Franklin’s lips pulled inward. She saw his jaw muscle flex. The dark loosely tied hair flowing around it.
“A long — long time,” he answered.
He’s so severe. So elegantly handsome. Like a priest from Europe to the New World three hundred years ago. So — beautiful — there’s no other way to say it!
But he’s a minister! Untouchable. A man of God. It’s wrong to even think about, isn’t it?
And they were quiet.
And the wheels rolled on.
A Place He’d Never Been
His secretary had left for the night. The outer offices were empty. Victoria noticed the change in him right away.

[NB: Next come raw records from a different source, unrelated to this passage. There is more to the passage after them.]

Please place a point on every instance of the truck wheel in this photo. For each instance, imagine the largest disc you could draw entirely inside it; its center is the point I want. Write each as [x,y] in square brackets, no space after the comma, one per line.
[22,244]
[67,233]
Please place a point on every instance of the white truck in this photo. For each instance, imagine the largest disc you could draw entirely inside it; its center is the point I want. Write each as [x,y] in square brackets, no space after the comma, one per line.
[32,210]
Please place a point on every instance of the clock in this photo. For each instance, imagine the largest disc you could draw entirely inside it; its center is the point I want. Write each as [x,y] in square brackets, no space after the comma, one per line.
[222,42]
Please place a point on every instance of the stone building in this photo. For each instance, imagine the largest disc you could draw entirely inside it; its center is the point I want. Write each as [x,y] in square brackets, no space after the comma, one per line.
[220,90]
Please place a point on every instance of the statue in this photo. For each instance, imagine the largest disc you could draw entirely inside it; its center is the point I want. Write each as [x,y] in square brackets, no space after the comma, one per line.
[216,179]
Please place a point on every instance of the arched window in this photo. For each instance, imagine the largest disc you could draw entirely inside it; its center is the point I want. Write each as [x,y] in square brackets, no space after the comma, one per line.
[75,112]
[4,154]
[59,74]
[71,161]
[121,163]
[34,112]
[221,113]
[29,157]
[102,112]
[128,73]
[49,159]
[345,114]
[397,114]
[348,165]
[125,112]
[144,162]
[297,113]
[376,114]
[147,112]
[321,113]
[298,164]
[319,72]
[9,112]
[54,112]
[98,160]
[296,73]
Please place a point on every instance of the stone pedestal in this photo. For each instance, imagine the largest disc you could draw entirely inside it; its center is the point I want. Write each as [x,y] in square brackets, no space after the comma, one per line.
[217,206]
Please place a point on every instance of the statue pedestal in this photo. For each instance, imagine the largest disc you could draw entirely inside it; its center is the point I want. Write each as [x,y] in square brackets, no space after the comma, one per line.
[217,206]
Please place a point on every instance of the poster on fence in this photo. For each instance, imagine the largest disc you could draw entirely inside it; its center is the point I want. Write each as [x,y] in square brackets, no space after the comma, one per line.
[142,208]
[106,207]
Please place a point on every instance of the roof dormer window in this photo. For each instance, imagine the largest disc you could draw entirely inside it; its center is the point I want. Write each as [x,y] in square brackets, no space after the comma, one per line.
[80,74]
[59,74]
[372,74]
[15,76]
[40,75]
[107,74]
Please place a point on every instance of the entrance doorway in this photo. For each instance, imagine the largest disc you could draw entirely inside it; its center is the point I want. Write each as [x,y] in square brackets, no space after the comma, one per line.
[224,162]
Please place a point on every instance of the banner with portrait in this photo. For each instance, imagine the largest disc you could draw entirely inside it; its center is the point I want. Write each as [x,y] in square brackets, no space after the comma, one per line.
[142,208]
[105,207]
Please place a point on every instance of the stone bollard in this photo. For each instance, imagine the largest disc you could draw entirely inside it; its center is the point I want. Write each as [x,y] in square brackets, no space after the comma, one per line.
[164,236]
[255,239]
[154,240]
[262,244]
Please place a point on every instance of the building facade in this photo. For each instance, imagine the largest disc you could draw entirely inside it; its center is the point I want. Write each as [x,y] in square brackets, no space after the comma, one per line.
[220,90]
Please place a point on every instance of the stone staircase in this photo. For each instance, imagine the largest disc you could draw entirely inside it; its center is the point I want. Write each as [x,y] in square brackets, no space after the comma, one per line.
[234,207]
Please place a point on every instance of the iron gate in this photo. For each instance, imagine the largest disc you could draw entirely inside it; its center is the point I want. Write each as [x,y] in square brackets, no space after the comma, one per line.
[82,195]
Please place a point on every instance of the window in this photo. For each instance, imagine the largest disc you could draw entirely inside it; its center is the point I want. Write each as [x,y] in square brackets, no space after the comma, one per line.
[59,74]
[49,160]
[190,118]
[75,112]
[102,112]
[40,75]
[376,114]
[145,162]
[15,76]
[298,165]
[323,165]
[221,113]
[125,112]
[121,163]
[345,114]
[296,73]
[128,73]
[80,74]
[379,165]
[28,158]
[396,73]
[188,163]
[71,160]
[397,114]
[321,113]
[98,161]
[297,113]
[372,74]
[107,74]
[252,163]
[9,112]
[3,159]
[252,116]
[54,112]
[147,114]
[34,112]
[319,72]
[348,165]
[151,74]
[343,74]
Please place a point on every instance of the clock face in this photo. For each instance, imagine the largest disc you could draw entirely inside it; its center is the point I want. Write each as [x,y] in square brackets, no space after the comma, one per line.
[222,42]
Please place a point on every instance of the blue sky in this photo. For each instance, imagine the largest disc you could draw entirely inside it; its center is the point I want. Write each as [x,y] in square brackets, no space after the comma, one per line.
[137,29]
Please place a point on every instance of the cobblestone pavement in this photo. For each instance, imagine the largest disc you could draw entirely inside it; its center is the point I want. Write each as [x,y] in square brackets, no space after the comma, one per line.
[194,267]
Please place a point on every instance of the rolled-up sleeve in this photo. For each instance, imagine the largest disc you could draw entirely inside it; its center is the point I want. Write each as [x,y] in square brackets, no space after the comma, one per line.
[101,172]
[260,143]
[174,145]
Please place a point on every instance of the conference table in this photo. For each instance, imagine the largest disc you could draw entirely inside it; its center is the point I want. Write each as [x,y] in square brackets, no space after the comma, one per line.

He stepped around his desk and sat behind it. As if to place as wide a barrier as possible between them. Looking at her — as if we’re on opposite si
des of something, she thought as she stood in his office doorway watching him. He’s different, back in his own domain. Uneasy. Unsure. Still himself but not comfortable like in the restaurant wanting me to try that sandwich.
And then she knew.
He’s unfamiliar with this — the things we both feel. Whatever’s taken him to this point, whatever he’s been through with women before, he doesn’t need any more games.
Franklin swallowed uncomfortably and considered the plastic brace around her knee, thinking strangely, she’s more mobile than she was in New York.
“It’s a comfortable couch,” he said awkwardly. “Would you like help sitting down?”
She merely stared at him.
Exquisitely, he thought. The look of the disheveled victim is gone. In its place, an elegant confidence he’d only suspected. He tried to focus on something else. The black and red and gray books on the shelves. The picture of Cyn climbing next to him on Red Rock in the Valley. Victoria’s tall slim-hipped frame in perfect posture, dark brown hair in waves to her shoulders, breasts filling the black fabric of her shirt.
“The power is still out — east of here,” he heard himself say inanely. “I guess my brother’s working on it.”
She smiled comfortably, lowering herself, half-sitting against the arm of his leather sofa. “I remember a story my father once told me,” she said. “I was twelve. I’d just started thinking about boys. Ever hear of Nicola Tesla?”
“What?” the sudden response whipped out of him.
“Nicola Tesla. Another brilliant man,” she replied. “Father of AC power — wall current?” she laughed lightly. “The stuff that makes everything run?”